Awkward Moment #29: Mug-gate

The office kitchen.

A place of relaxation and a break from the computer screen, a tranquil yet delicate atmosphere is needed to maintain the balance in this breeding ground for awkwardness. Many unspoken rules command office kitchen etiquette, but the main ones are…

  • Don’t eat anything noisy or smelly
  • You burn it or accidentally eat it, you buy it
  • Never use someone else’s mug.

It was this final unspoken rule, my dear friends, that was callously broken in the office kitchen this week. And it wasn’t just any mug, oh no…

…it was my mug.

My favourite mug, no less. I can hear your gasps of horror already. I know. The nerve.

It was Thursday morning, about ten minutes before the monthly team meeting, where strong tea is crucial to making it through the three hours in full consciousness. Having attended five of these meetings since I started my job, I have discovered that timing the making of a good cup of tea right before the meeting can make or break you.

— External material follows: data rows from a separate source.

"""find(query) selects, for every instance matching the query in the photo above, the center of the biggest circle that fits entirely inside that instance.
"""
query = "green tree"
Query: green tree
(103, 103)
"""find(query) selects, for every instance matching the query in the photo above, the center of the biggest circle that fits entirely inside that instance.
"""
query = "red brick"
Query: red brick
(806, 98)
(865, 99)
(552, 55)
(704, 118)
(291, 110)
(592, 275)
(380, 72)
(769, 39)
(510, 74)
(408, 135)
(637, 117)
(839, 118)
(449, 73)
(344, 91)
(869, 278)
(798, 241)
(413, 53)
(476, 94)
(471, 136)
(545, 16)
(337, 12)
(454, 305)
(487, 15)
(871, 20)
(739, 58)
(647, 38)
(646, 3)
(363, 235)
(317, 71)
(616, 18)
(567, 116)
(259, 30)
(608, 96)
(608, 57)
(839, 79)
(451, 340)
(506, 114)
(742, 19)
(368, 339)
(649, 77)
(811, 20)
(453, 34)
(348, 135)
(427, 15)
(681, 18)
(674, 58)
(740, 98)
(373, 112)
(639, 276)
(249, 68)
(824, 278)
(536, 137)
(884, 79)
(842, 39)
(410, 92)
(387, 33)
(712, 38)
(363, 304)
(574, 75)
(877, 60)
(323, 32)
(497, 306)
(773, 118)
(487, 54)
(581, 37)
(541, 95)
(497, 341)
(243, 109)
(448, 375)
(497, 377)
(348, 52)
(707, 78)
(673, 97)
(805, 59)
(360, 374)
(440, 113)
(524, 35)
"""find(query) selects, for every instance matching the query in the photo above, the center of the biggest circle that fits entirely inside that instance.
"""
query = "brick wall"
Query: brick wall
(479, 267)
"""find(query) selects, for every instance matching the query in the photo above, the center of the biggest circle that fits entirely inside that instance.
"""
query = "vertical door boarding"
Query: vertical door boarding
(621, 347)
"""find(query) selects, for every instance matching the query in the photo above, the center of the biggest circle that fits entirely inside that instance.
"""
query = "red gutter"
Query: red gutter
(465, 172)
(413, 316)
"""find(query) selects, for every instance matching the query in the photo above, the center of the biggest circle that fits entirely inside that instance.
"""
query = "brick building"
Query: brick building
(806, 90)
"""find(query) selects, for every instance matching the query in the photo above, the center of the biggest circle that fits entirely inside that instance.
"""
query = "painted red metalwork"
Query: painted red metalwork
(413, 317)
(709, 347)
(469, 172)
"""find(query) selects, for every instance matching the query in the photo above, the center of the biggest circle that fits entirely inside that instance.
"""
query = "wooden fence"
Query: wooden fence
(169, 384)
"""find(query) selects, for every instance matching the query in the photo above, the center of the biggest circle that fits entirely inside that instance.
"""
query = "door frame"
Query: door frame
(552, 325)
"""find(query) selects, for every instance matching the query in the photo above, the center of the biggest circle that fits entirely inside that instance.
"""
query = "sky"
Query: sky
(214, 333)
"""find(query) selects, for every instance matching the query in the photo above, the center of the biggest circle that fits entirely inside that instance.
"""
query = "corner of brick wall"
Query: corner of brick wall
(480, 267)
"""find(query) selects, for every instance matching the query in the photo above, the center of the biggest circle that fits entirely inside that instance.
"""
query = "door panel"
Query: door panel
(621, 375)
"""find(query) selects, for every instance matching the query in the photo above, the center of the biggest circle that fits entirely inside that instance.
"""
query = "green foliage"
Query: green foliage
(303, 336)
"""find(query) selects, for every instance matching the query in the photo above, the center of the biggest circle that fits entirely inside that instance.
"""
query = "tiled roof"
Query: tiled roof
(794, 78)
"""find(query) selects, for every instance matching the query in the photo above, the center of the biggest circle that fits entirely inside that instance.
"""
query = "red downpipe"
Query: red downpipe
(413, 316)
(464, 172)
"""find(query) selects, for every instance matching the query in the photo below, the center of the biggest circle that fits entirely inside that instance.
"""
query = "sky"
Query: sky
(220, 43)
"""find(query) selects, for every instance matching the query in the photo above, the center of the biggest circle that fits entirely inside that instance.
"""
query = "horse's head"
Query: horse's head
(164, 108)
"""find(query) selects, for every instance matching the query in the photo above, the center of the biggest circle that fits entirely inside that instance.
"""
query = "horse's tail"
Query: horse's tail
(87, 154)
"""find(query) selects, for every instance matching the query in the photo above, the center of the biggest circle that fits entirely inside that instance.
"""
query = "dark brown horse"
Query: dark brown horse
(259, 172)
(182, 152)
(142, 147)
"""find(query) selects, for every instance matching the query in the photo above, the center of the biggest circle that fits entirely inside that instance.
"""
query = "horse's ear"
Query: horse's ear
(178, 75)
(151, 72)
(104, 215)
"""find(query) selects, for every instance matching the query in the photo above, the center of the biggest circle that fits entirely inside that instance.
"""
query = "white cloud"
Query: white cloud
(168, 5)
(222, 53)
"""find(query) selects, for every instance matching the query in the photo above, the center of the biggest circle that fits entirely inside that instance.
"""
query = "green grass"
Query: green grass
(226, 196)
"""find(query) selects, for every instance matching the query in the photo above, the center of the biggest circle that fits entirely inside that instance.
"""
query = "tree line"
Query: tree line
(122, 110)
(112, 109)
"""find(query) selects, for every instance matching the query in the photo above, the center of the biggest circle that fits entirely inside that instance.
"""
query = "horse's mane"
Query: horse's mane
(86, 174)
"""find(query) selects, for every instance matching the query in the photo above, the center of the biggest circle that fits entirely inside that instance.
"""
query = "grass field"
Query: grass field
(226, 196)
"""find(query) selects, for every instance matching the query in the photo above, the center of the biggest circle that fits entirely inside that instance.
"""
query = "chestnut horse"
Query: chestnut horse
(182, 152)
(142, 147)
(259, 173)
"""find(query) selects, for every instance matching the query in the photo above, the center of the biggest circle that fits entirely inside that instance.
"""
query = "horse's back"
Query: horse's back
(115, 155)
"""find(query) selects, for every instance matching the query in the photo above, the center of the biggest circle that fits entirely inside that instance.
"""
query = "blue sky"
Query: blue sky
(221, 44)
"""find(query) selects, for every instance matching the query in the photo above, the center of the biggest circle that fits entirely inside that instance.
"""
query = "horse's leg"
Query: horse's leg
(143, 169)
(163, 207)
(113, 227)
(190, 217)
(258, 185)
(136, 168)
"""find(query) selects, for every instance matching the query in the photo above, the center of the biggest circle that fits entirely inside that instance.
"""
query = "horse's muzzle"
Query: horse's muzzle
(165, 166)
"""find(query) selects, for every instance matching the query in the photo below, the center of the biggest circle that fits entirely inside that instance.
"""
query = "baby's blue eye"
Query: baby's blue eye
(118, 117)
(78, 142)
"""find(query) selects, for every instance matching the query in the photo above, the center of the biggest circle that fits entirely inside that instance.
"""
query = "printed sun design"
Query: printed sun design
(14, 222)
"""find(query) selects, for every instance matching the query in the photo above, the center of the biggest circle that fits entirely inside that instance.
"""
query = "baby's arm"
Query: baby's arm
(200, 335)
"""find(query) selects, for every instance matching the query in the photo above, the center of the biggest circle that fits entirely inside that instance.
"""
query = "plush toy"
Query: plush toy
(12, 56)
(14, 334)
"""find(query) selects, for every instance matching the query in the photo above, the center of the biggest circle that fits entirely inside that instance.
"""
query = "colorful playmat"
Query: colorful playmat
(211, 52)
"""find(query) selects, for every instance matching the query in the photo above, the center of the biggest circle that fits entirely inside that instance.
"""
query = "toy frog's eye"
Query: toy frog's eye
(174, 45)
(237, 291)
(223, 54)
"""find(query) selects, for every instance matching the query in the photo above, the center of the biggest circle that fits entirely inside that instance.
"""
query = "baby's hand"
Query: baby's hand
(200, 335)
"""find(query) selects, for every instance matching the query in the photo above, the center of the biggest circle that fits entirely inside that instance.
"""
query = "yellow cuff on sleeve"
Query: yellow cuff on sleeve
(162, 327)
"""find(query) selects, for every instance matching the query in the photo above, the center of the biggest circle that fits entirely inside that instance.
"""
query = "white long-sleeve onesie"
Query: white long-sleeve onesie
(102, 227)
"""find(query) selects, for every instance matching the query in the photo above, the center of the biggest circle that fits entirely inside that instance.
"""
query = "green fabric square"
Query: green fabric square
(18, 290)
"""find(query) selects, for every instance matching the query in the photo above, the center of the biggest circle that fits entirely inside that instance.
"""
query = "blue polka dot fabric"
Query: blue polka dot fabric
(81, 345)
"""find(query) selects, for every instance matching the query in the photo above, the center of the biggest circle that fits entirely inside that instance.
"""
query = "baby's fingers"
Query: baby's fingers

So, at ten to ten, I head to the kitchen. I go to the dishwasher, expecting to retrieve my orange penguin classics mug, denoting Jane Austen’s Persuasion, from the dishwasher.

But before I even reached it, something stopped me in my tracks. There it was, on the worktop.

Hmm. That’s weird. What’s it doing there? As I moved closer, what I saw shocked me to my very core.

Coffee granules. Waiting patiently to be bathed in boiling water and mixed with milk. In my mug. My bloody mug. My. Mug.

Oh hell no.

How can this be? Everyone knows this is my mug, my obsession with penguin classics is evident to all who know me. I collect them, I have a notepad…IT’S ON MY HANDBAG FOR CRYING OUT LOUD.

Somebody is using MY MUG?!

I’m appalled. This is completely inappropriate. That mug should be used for tea and tea only. Who is this person that insists on breaking the rules? I demand to confront this vagabond of unspoken office kitchen etiquette.

And then, there they were. They swept in, took the mug over to the urn, made their coffee and off they went. The worst part? THEY’RE IN MY TEAM.

Crap. Now what? What am I supposed to do? Should I say something? How do people deal with this type of situation?

I stood there inwardly debating my next move long enough to almost miss the start of the meeting. In the end, I reconciled to a plain white mug they keep on the side for spares, like the singles table at a wedding or those without a date. relegated to the benches at a school dance.

My tea tasted horrible.

And so, for the next three hours, in the spirit of being dreadfully British, I said nothing but threw serious eye daggers as I sat across from my mug’s captor, forced to watch as they enjoyed their coffee slowly and painfully.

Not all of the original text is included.